People with early brain damage have other parts of brain take over, and perform nearly as well, suggesting that the networks processing the visual input have only minor optimizations for visual task compared to the rest, i.e. precisely the near-vs-far connectivity tweaks, more/less neurons per cortical column, that kind of stuff which makes it somewhat more efficient at the task.
edit: here’s the taster: mammals never evolved extra pair of limbs, extra eyes, or anything of that sort. But in the world of the evolutionary psychologists and evolutionary ‘cognitive scientists’, mammals should evolve an extra eye or extra pair of limbs, along with much more complex multi-step adaptations, every couple millions years. This is outright ridiculous. Just look at your legs, look how much slower is the fastest human runner than any comparable animal. You’ll need to be running for another ten millions years before you are any good at running. And in that time, in which monkey’s body can barely adapt to locomotion on a flat surface again, monkey’s brain evolves some complex algorithms for grammar of the human languages? The hunter-gatherer specific functionality? You got to be kidding me.
All of that evolutionary explaining of complex phenomena via vague handwave and talk of how beneficial it would’ve been in ancestral environment, will be regarded as utter and complete pseudoscience within 20..50 years. It’s not enough to show that something was beneficial. The extra eye on the back, too, would have been beneficial for great many animals. They are given free pass to use evolution as magic because brains don’t fossilize. The things that fossilize, however, provide good sample of how many generations it takes for evolution to make something.
We’ve drifted way off topic. Brain plasticity is a good point, but it’s not the only piece of evidence available. I promise you that if you check out How the Mind Works, you’ll find unambiguous evidence that the human brain is not a general-purpose learner, but begins with plenty of structure.
If you doubt the existence of universal grammar, you should try The Language Instinct as well.
You can have the last word, but I’m tapping out on this particular topic.
While some linguistic universals definitely exist, and a sufficiently weak version of the language acquisition device idea is pretty much obvious (‘the human brain has the ability to learn human language’), I think Chomsky’s ideas are way too strong. See e.g.

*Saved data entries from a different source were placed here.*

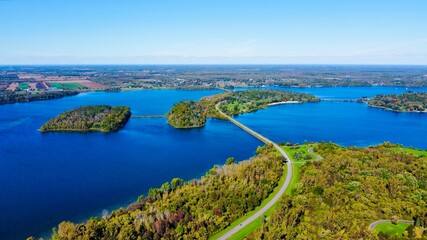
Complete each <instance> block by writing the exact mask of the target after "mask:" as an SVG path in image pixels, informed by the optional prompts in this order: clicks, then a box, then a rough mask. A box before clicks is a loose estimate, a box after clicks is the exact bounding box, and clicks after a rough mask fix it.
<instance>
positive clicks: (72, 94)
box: [0, 91, 79, 104]
mask: <svg viewBox="0 0 427 240" xmlns="http://www.w3.org/2000/svg"><path fill="white" fill-rule="evenodd" d="M78 93H79V92H77V91H43V92H39V93H31V92H26V91H17V92H12V91H1V92H0V104H6V103H16V102H30V101H38V100H49V99H54V98H61V97H66V96H72V95H76V94H78Z"/></svg>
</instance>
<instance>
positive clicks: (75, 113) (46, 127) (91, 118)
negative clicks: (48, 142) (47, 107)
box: [40, 105, 131, 132]
mask: <svg viewBox="0 0 427 240" xmlns="http://www.w3.org/2000/svg"><path fill="white" fill-rule="evenodd" d="M130 115H131V112H130V108H129V107H125V106H118V107H111V106H107V105H100V106H82V107H79V108H76V109H74V110H71V111H66V112H63V113H62V114H60V115H59V116H57V117H55V118H52V119H51V120H49V121H48V122H46V123H45V124H44V125H43V126H42V127H41V128H40V131H41V132H54V131H70V132H89V131H99V132H113V131H118V130H119V129H121V128H122V127H124V126H125V124H126V122H127V121H128V120H129V118H130Z"/></svg>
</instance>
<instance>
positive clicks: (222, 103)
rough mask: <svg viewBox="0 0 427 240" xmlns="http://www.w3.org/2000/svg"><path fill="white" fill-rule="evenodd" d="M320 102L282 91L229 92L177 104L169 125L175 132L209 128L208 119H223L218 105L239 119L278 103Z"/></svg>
mask: <svg viewBox="0 0 427 240" xmlns="http://www.w3.org/2000/svg"><path fill="white" fill-rule="evenodd" d="M289 101H292V102H300V103H302V102H318V101H320V99H318V98H316V97H315V96H313V95H310V94H306V93H297V92H290V91H280V90H247V91H236V92H231V91H230V92H226V93H221V94H217V95H213V96H210V97H205V98H202V99H201V100H200V101H197V102H196V101H188V100H185V101H182V102H179V103H177V104H175V105H174V106H173V107H172V109H171V110H170V111H169V112H168V114H167V117H168V123H169V124H170V125H172V126H173V127H175V128H195V127H202V126H204V125H205V124H206V119H207V118H209V117H215V118H222V117H221V115H220V114H219V113H218V112H217V111H216V109H215V105H216V104H217V103H219V108H220V110H221V111H222V112H224V113H226V114H228V115H238V114H242V113H247V112H253V111H256V110H258V109H261V108H265V107H267V106H268V104H271V103H279V102H283V103H286V102H289Z"/></svg>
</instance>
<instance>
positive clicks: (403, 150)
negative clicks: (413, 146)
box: [391, 147, 427, 156]
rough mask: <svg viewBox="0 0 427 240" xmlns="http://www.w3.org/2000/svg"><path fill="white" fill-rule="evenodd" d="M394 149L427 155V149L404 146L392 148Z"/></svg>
mask: <svg viewBox="0 0 427 240" xmlns="http://www.w3.org/2000/svg"><path fill="white" fill-rule="evenodd" d="M391 149H392V150H393V151H395V152H397V153H402V152H404V153H410V154H414V155H415V156H427V151H423V150H419V149H415V148H404V147H397V148H391Z"/></svg>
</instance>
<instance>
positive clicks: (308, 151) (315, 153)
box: [308, 148, 323, 161]
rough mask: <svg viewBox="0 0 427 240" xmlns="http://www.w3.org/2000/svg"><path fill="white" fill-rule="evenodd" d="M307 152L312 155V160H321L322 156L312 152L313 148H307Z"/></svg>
mask: <svg viewBox="0 0 427 240" xmlns="http://www.w3.org/2000/svg"><path fill="white" fill-rule="evenodd" d="M308 153H309V154H310V155H311V156H313V157H314V160H316V161H320V160H323V157H321V156H319V155H317V154H316V153H314V152H313V148H309V149H308Z"/></svg>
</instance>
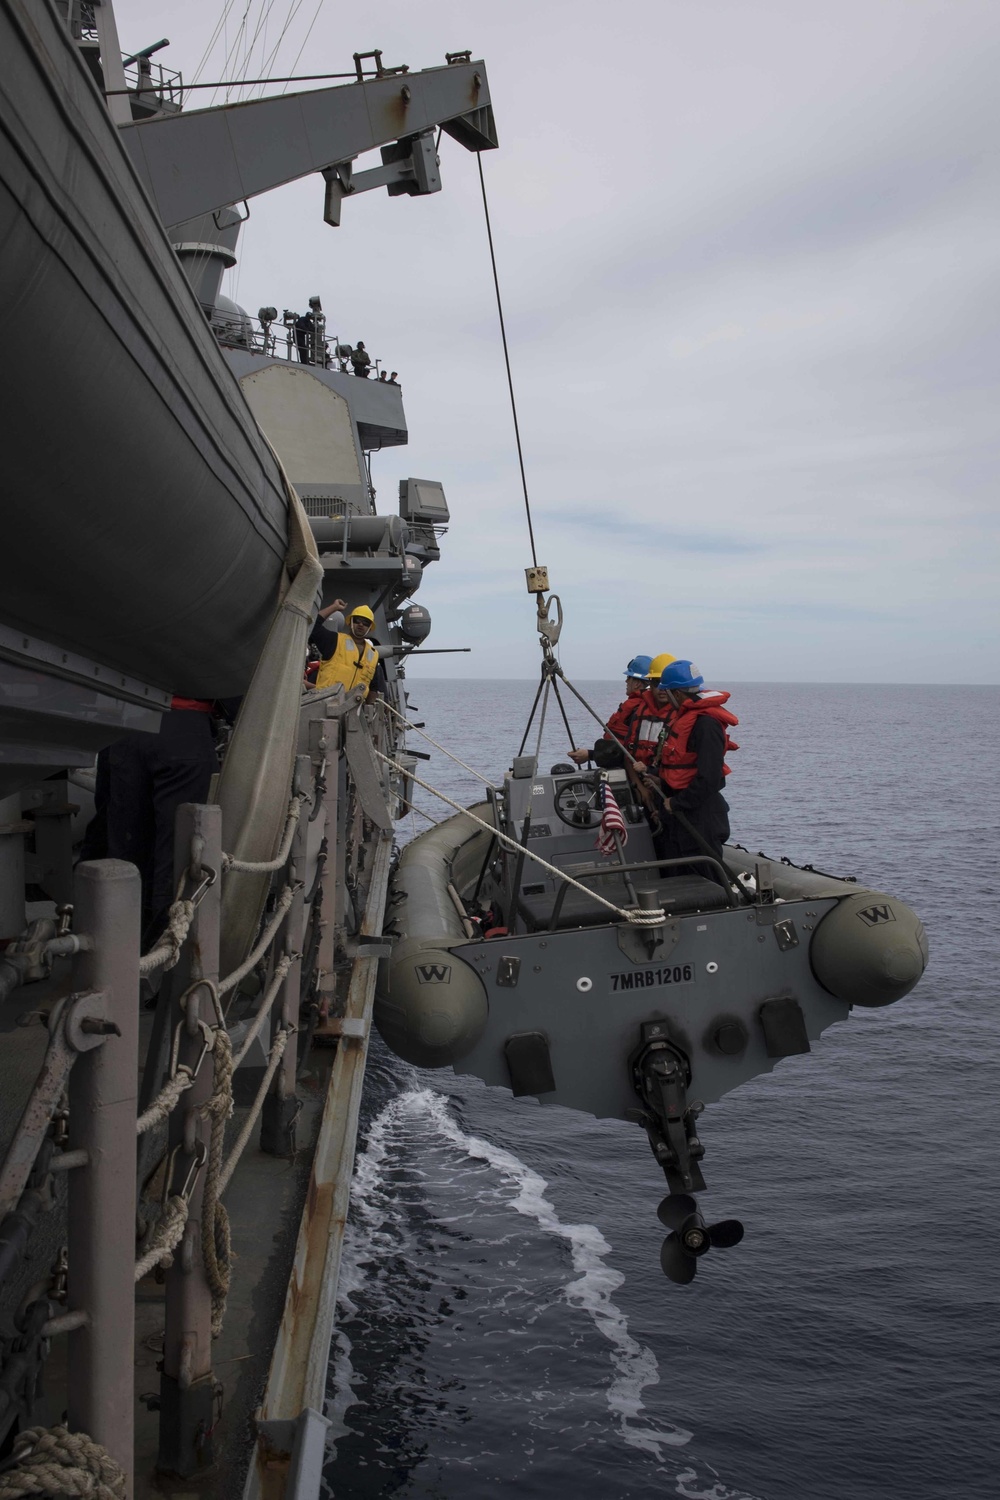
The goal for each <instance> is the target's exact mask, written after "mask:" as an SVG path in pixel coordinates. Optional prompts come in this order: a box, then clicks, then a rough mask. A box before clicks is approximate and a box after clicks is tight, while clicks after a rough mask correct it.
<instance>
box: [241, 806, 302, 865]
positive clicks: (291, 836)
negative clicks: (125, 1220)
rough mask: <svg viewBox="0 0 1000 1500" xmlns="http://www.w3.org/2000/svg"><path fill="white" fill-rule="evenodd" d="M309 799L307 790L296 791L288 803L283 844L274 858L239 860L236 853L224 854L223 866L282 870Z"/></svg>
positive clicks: (288, 853) (244, 859)
mask: <svg viewBox="0 0 1000 1500" xmlns="http://www.w3.org/2000/svg"><path fill="white" fill-rule="evenodd" d="M307 801H309V793H307V792H295V795H294V796H292V799H291V802H289V804H288V820H286V823H285V832H283V834H282V844H280V849H279V850H277V853H276V855H274V858H273V859H237V856H235V855H234V853H223V855H222V868H223V870H235V871H238V873H240V874H273V871H274V870H280V868H282V867H283V865H285V862H286V859H288V855H289V853H291V849H292V838H294V837H295V826H297V823H298V819H300V817H301V804H303V802H307Z"/></svg>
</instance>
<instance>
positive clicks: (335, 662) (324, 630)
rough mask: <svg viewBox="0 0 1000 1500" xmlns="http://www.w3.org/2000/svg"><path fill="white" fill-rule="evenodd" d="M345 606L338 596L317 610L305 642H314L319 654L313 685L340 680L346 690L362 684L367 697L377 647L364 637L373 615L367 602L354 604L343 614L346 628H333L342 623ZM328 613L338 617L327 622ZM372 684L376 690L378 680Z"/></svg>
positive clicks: (377, 666) (375, 656)
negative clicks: (316, 612)
mask: <svg viewBox="0 0 1000 1500" xmlns="http://www.w3.org/2000/svg"><path fill="white" fill-rule="evenodd" d="M346 607H348V606H346V604H345V601H343V600H342V598H334V601H333V604H327V607H325V609H321V610H319V615H318V616H316V624H315V625H313V627H312V633H310V636H309V642H310V645H315V646H316V649H318V651H319V655H321V661H319V670H318V672H316V682H315V685H316V687H318V688H319V687H333V685H334V684H336V682H342V684H343V688H345V691H348V693H349V691H351V688H354V687H364V696H366V697H367V694H369V691H370V688H372V679H373V676H375V670H376V667H378V651H376V649H375V646H373V645H372V642H370V640H369V639H367V636H369V631H370V630H372V625H373V624H375V615H373V613H372V610H370V609H369V606H367V604H355V607H354V609H352V610H351V613H349V615H348V616H346V625H348V628H346V631H343V630H337V628H336V625H339V624H343V610H346ZM331 615H339V616H340V618H337V619H336V622H331V621H330V616H331ZM331 624H333V628H331ZM375 688H376V691H378V690H379V684H378V682H376V684H375Z"/></svg>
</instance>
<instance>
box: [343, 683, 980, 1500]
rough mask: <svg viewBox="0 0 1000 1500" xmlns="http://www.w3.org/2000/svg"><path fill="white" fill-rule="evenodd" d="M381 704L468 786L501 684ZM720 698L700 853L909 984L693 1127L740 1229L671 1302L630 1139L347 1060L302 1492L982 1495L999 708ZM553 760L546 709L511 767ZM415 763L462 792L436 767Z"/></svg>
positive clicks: (436, 804)
mask: <svg viewBox="0 0 1000 1500" xmlns="http://www.w3.org/2000/svg"><path fill="white" fill-rule="evenodd" d="M579 685H580V688H582V691H583V693H585V696H588V697H589V699H591V700H592V702H594V703H595V705H597V706H598V708H601V709H603V711H609V709H610V708H612V706H613V705H615V702H616V697H618V687H619V684H616V682H603V684H594V682H591V684H579ZM409 696H411V699H412V702H414V703H415V705H418V709H420V711H418V712H415V717H417V718H421V720H424V721H426V724H427V730H429V733H432V735H433V736H435V739H441V741H442V742H447V744H448V747H450V748H451V750H453V751H454V753H456V754H459V756H460V757H462V759H463V760H466V762H468V763H469V765H472V766H477V768H480V769H481V771H483V772H484V774H487V775H490V777H493V778H496V777H498V775H499V774H502V771H504V768H505V766H507V765H510V756H511V754H513V753H514V751H516V750H517V745H519V742H520V733H522V729H523V723H525V718H526V714H528V709H529V706H531V699H532V696H534V684H531V682H421V681H420V679H412V681H411V684H409ZM730 706H732V708H733V711H735V712H738V714H739V717H741V729H739V730H736V738H738V739H739V742H741V750H739V753H738V754H736V756H735V757H733V760H732V763H733V775H732V777H730V786H729V793H727V795H729V798H730V804H732V822H733V835H735V837H736V838H738V840H739V841H742V843H745V844H747V846H748V847H750V849H751V850H757V849H763V850H766V852H768V853H772V855H789V856H790V858H792V859H795V861H799V862H802V861H810V862H814V864H816V865H817V867H820V868H825V870H831V871H834V873H840V874H858V876H859V877H861V879H864V882H865V883H868V885H873V886H876V888H879V886H883V888H885V889H886V891H891V892H894V894H895V895H898V897H901V898H903V900H906V901H909V903H910V904H912V906H913V907H915V909H916V910H918V912H919V913H921V916H922V918H924V922H925V926H927V929H928V935H930V944H931V965H930V969H928V974H927V975H925V978H924V981H922V983H921V984H919V987H918V989H916V990H915V992H913V993H912V995H910V996H907V998H906V999H904V1001H901V1002H898V1004H897V1005H895V1007H889V1008H886V1010H880V1011H861V1010H859V1011H856V1013H853V1014H852V1019H850V1022H849V1023H847V1025H844V1026H838V1028H834V1029H832V1031H831V1032H828V1034H826V1037H825V1038H823V1040H822V1043H820V1044H814V1047H813V1052H811V1055H810V1056H805V1058H790V1059H786V1061H784V1062H781V1064H778V1067H777V1070H775V1071H774V1073H772V1074H769V1076H768V1077H763V1079H757V1080H754V1082H751V1083H750V1085H747V1086H745V1088H742V1089H739V1091H738V1092H735V1094H730V1095H729V1097H727V1098H726V1100H723V1101H721V1103H720V1104H715V1106H711V1107H709V1109H708V1110H706V1113H705V1116H703V1119H702V1128H700V1136H702V1139H703V1140H705V1143H706V1148H708V1155H706V1161H705V1172H706V1178H708V1181H709V1188H711V1193H709V1196H708V1199H706V1200H705V1202H706V1206H711V1209H712V1214H714V1217H730V1215H735V1217H738V1218H741V1220H742V1221H744V1223H745V1226H747V1238H745V1241H744V1244H742V1245H739V1247H738V1248H735V1250H730V1251H726V1253H724V1254H715V1256H711V1257H709V1259H708V1260H706V1262H703V1263H702V1268H700V1271H699V1277H697V1280H696V1281H694V1283H693V1284H691V1286H688V1287H676V1286H673V1284H670V1283H669V1281H666V1280H664V1277H663V1275H661V1272H660V1265H658V1250H660V1244H661V1239H663V1229H661V1226H660V1224H658V1221H657V1218H655V1205H657V1202H658V1199H660V1196H661V1193H663V1176H661V1173H660V1172H658V1169H657V1167H655V1164H654V1161H652V1157H651V1154H649V1149H648V1146H646V1142H645V1137H643V1136H642V1133H640V1131H639V1128H637V1127H634V1125H628V1124H624V1122H621V1124H618V1122H609V1121H603V1122H598V1121H594V1119H592V1118H588V1116H579V1115H573V1113H570V1112H564V1110H553V1109H546V1110H543V1109H540V1107H538V1106H537V1104H535V1103H534V1101H531V1100H517V1101H516V1100H511V1098H510V1097H508V1095H507V1094H504V1092H501V1091H495V1089H486V1088H484V1086H483V1085H478V1083H477V1082H475V1080H469V1079H456V1077H454V1076H453V1074H451V1073H448V1071H442V1073H420V1071H417V1070H414V1068H409V1067H408V1065H405V1064H402V1062H399V1061H397V1059H394V1058H393V1056H391V1055H390V1053H387V1052H385V1049H384V1047H382V1046H381V1043H378V1041H376V1043H375V1047H373V1055H372V1065H370V1071H369V1079H367V1086H366V1110H364V1122H363V1139H361V1149H360V1155H358V1164H357V1181H355V1190H354V1200H352V1209H351V1220H349V1226H348V1238H346V1247H345V1260H343V1275H342V1284H340V1314H339V1317H340V1320H339V1329H337V1337H336V1341H334V1347H333V1350H331V1364H330V1383H328V1412H330V1415H331V1416H333V1449H331V1458H330V1464H328V1467H327V1475H325V1481H327V1485H328V1493H330V1494H333V1496H336V1497H337V1500H361V1497H364V1500H375V1497H381V1496H399V1497H438V1500H478V1497H487V1496H490V1497H496V1496H511V1497H513V1496H517V1497H553V1496H558V1497H562V1496H567V1497H574V1500H654V1497H664V1496H684V1497H688V1500H886V1497H889V1500H945V1497H948V1500H951V1497H961V1500H987V1497H991V1500H993V1497H996V1496H997V1494H999V1493H1000V1445H999V1440H997V1433H999V1431H1000V1422H999V1421H997V1395H999V1394H1000V1391H999V1382H997V1370H999V1362H997V1355H999V1353H1000V1350H999V1322H1000V1320H999V1319H997V1259H999V1254H997V1247H999V1245H1000V1224H999V1215H997V1208H999V1191H997V1164H999V1154H997V1131H996V1124H994V1122H996V1118H997V1110H999V1104H997V1101H999V1097H1000V1095H999V1088H997V1086H999V1083H1000V1079H999V1073H1000V1068H999V1064H997V1058H999V1052H1000V1047H999V1046H997V1029H999V1014H997V1010H999V1008H997V993H999V989H1000V983H999V980H997V966H999V960H1000V951H999V950H1000V945H999V942H997V929H999V919H1000V904H999V901H997V891H999V888H1000V870H999V859H997V849H999V847H1000V840H999V837H997V834H999V832H1000V829H999V828H997V822H999V808H1000V804H999V799H997V795H996V775H994V771H993V763H991V762H993V747H994V745H996V742H997V736H999V733H1000V688H993V687H981V688H978V687H955V688H948V687H930V688H915V687H841V685H808V684H780V685H768V684H745V685H741V687H736V688H733V697H732V702H730ZM570 717H571V727H573V738H574V739H576V742H577V744H586V742H591V730H589V729H588V727H586V721H585V715H583V714H582V712H580V711H579V708H576V706H574V708H573V709H571V714H570ZM414 742H415V744H421V742H420V741H418V739H414ZM423 748H429V747H427V745H426V744H424V745H423ZM565 748H567V735H565V730H564V729H562V726H561V723H559V720H558V714H556V712H555V705H553V711H552V712H550V717H549V720H547V724H546V736H544V742H543V762H544V763H546V768H547V765H549V763H550V762H552V760H556V759H562V757H564V753H565ZM418 774H421V775H423V777H424V778H426V780H429V781H430V783H432V784H435V786H436V787H439V789H441V790H445V792H447V793H448V795H451V796H453V798H454V799H456V801H459V802H468V801H472V799H475V798H477V796H478V783H477V781H475V778H474V777H471V775H469V774H468V772H466V771H462V769H460V768H457V766H456V765H454V763H451V762H450V760H447V759H445V757H444V756H442V754H439V753H438V751H436V750H435V751H432V760H430V762H426V763H421V769H420V771H418ZM421 805H423V807H424V808H426V810H427V811H432V810H433V816H435V817H441V816H447V814H448V811H450V810H448V808H447V807H442V805H441V804H435V799H433V798H432V796H429V795H427V793H421ZM421 825H423V826H426V823H423V820H420V819H414V826H421ZM409 831H411V829H409V826H406V828H402V829H400V837H406V835H408V834H409Z"/></svg>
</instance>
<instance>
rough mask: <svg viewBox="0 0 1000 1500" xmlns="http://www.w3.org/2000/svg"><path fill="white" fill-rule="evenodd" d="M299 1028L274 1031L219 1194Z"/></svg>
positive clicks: (236, 1139)
mask: <svg viewBox="0 0 1000 1500" xmlns="http://www.w3.org/2000/svg"><path fill="white" fill-rule="evenodd" d="M297 1031H298V1028H297V1026H282V1028H280V1031H276V1032H274V1040H273V1041H271V1050H270V1053H268V1059H267V1068H265V1070H264V1077H262V1079H261V1086H259V1089H258V1091H256V1097H255V1100H253V1104H252V1106H250V1113H249V1115H247V1118H246V1119H244V1121H243V1128H241V1130H240V1134H238V1136H237V1139H235V1145H234V1148H232V1151H231V1152H229V1157H228V1158H226V1164H225V1167H223V1169H222V1172H220V1175H219V1190H217V1191H219V1196H222V1194H223V1193H225V1191H226V1188H228V1187H229V1179H231V1178H232V1173H234V1172H235V1169H237V1163H238V1161H240V1157H241V1155H243V1151H244V1148H246V1143H247V1140H249V1139H250V1133H252V1130H253V1127H255V1125H256V1118H258V1115H259V1113H261V1110H262V1109H264V1100H265V1098H267V1091H268V1089H270V1086H271V1079H273V1077H274V1074H276V1073H277V1065H279V1062H280V1061H282V1055H283V1052H285V1047H286V1046H288V1038H289V1037H291V1035H294V1032H297Z"/></svg>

Scholz, Barbara C. and Geoffrey K. Pullum (2006) Irrational nativist exuberance
re: structure, yes, it is made of cortical columns, and yes there’s some global wiring, nobody’s been doubting that.
I created a new topic for that . The issue with attributing brain functionality to evolution is the immense difficulty of coding any specific wiring in the DNA, especially in mammals. Insects can do it—going through several generations in a year, and having the genome that controls the brain down to individual neurons. Mammals aren’t structured like this, and live much too long.